Ask an Island Expert: Where can you find a snowy owl on Martha’s Vineyard?

—Brian Packish

At least one of these magnificent Arctic birds of prey turns up here most winters, and in so-called “irruption years,” when prey shortages or overpopulation drive large numbers of snowies south into the northern U.S., the Vineyard may host a half-dozen or more. The first ones typically arrive in late November or early December. Often, individuals that visit the Vineyard remain throughout the winter, sometimes staying in the same area throughout the season. They head back north any time between mid-March and, exceptionally, early May.

Normally found on tundra, seemingly impervious to snow and cold, snowy owls naturally prefer flat habitats with low vegetation. They like to have space around them, and they like to be able to see for long distances. The dune system and upper beach of East Beach on Chappaquiddick is probably their favorite site on the Vineyard, and while that area is a bit difficult to access, it’s the place to go if you want the best shot at seeing one of these birds. But snowies, when present, may also be found at Lobsterville, at any of the grassland properties along the south shore (Katama, Long Point, or Quansoo, for example), and sometimes even along State Beach between Oak Bluffs and Edgartown.

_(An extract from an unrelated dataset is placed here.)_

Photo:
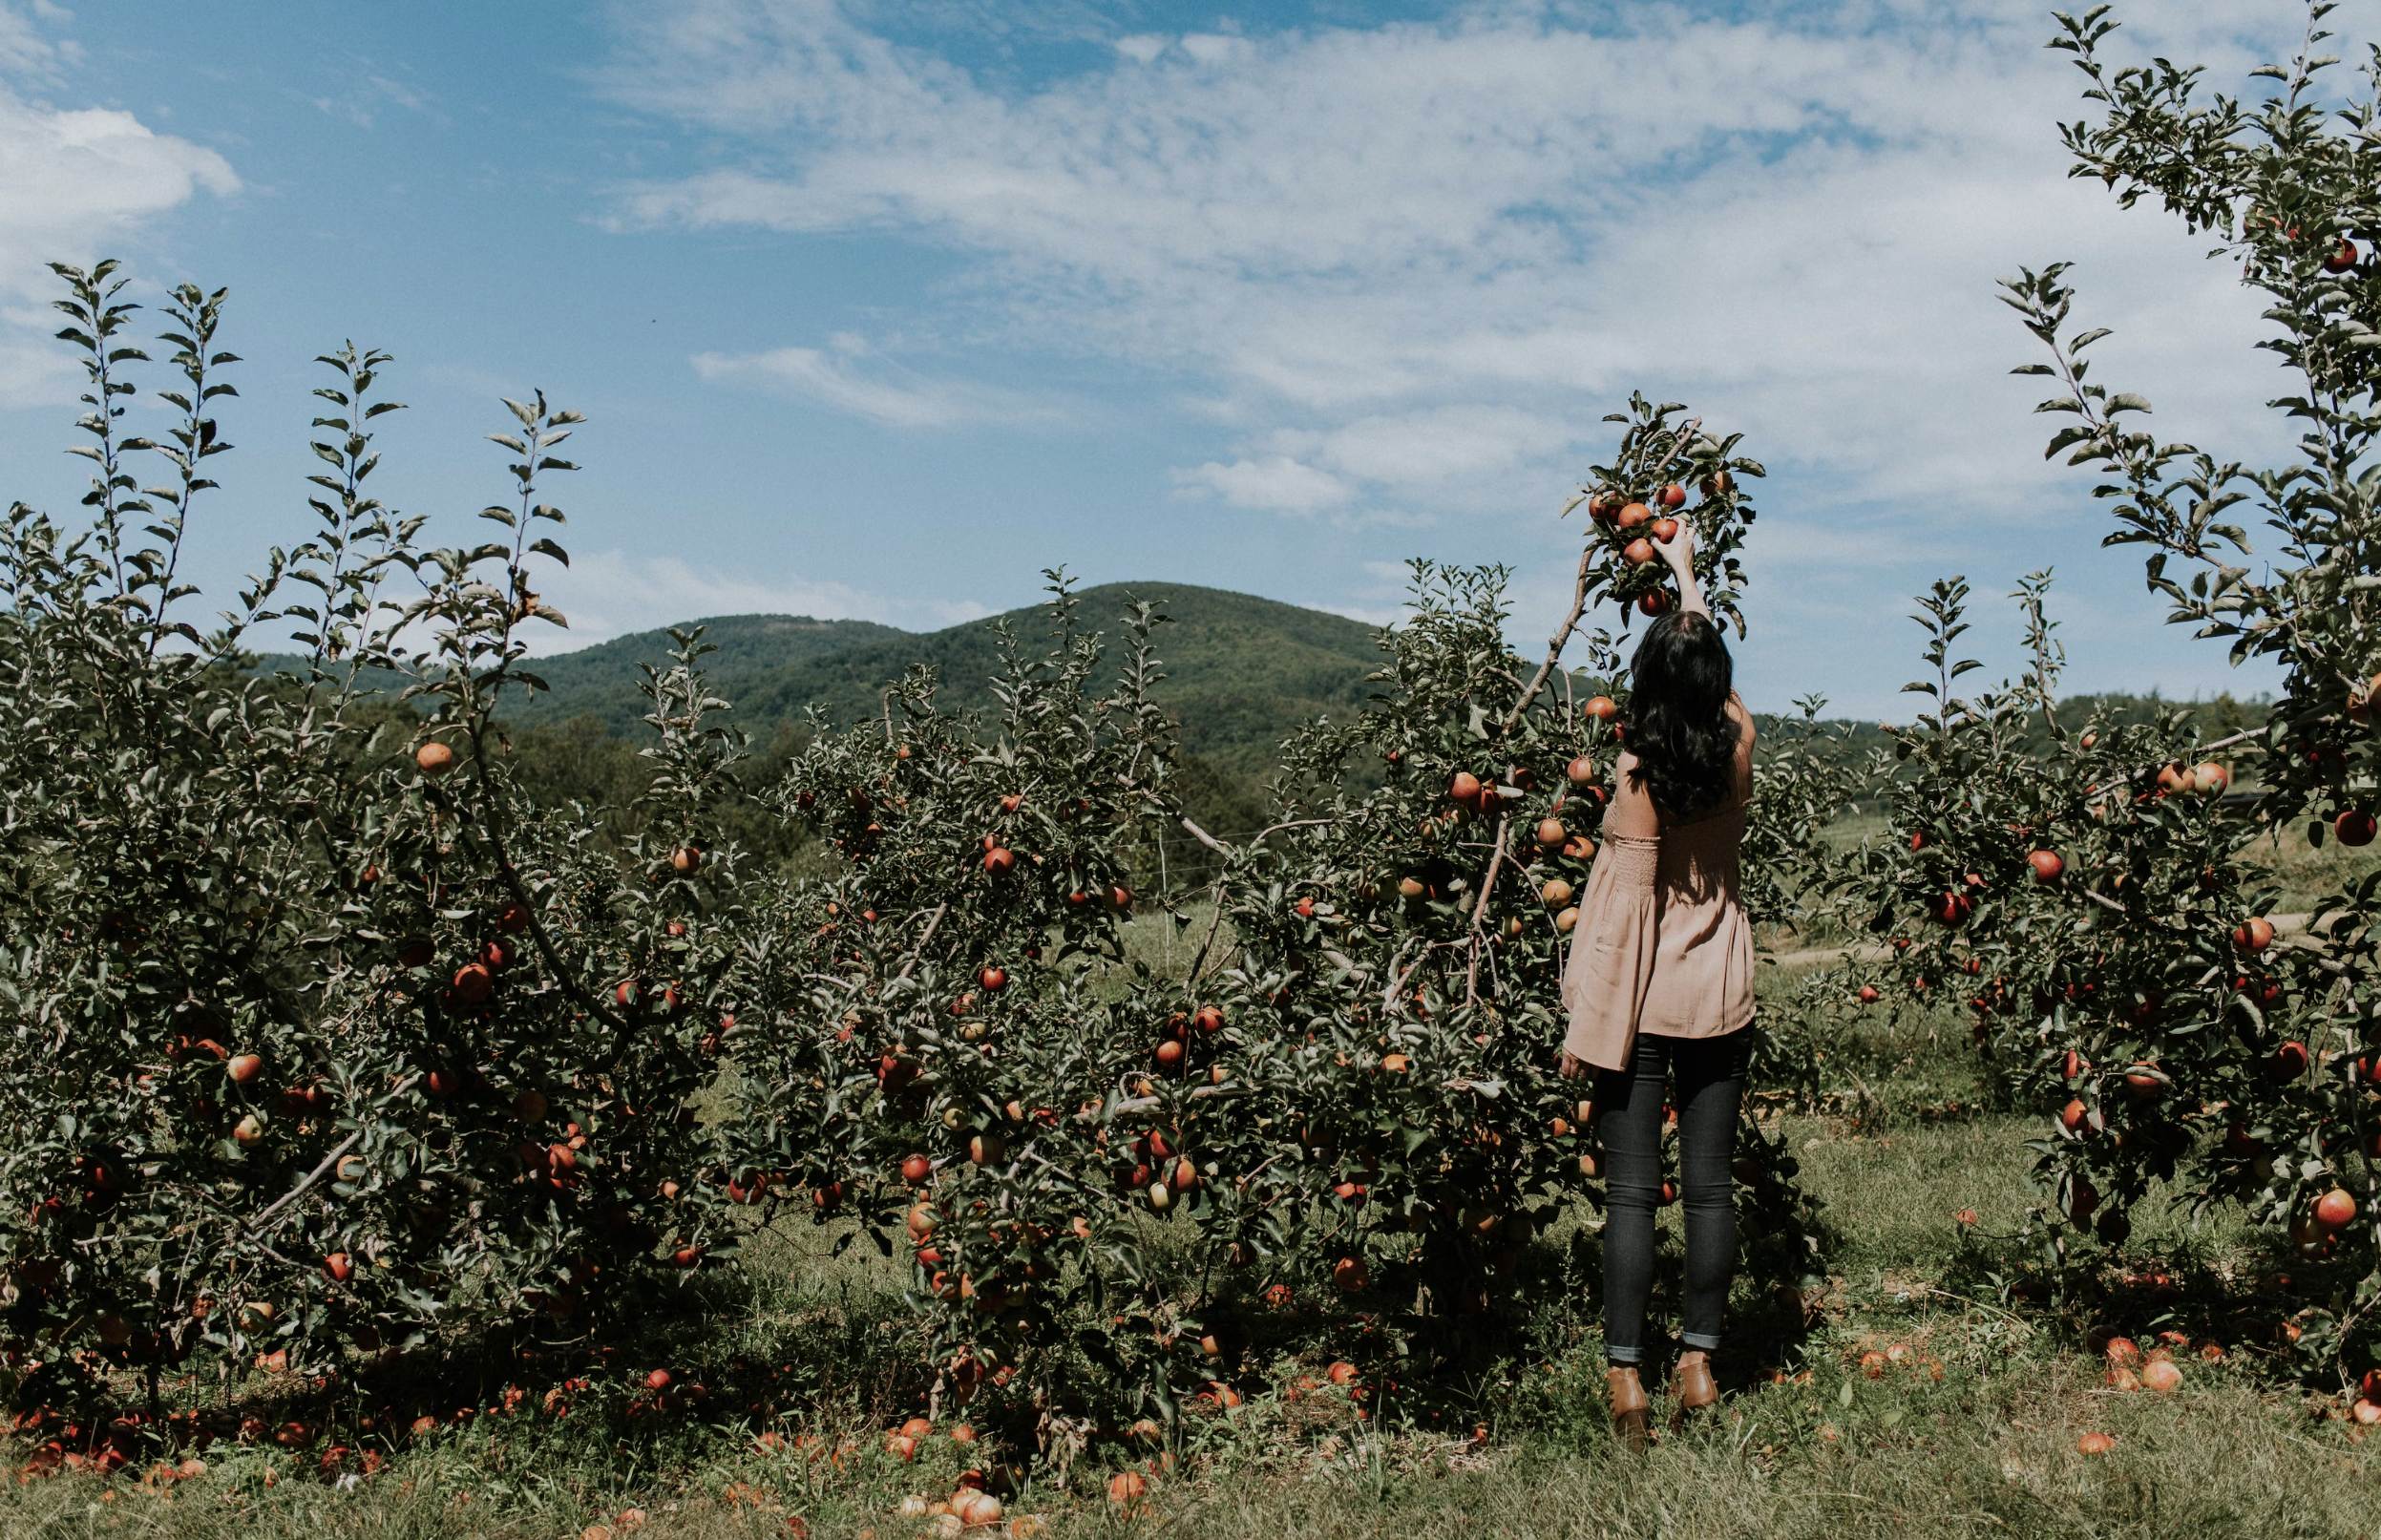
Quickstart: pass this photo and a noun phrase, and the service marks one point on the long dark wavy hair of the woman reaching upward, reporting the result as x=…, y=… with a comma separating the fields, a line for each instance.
x=1680, y=722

Snowies almost invariably perch on the ground, often on a small hill or lump of dirt. So scan for their white, round-headed shape. Beware of look-alikes, though: Among birders, there is an entire class of humor built around objects such as plastic bags or bleach bottles that have been mistaken for snowy owls!

Snowy owls prey heavily on rodents in their Arctic habitat, but they are versatile and resourceful predators. On the Vineyard, they hunt rats along rock breakwaters; they take rabbits, voles, and small birds on grassland sites; and there is even evidence that they forage over the water at night, snatching sea ducks from roosting flocks.

You can’t ever be sure of seeing a snowy owl on the Vineyard; sometimes they simply aren’t present, and their fondness for remote, empty places makes them elusive even when they are. But it’s worth the effort to find one: Powerful predators with mysterious habits, they bring a taste of the Arctic to the Island.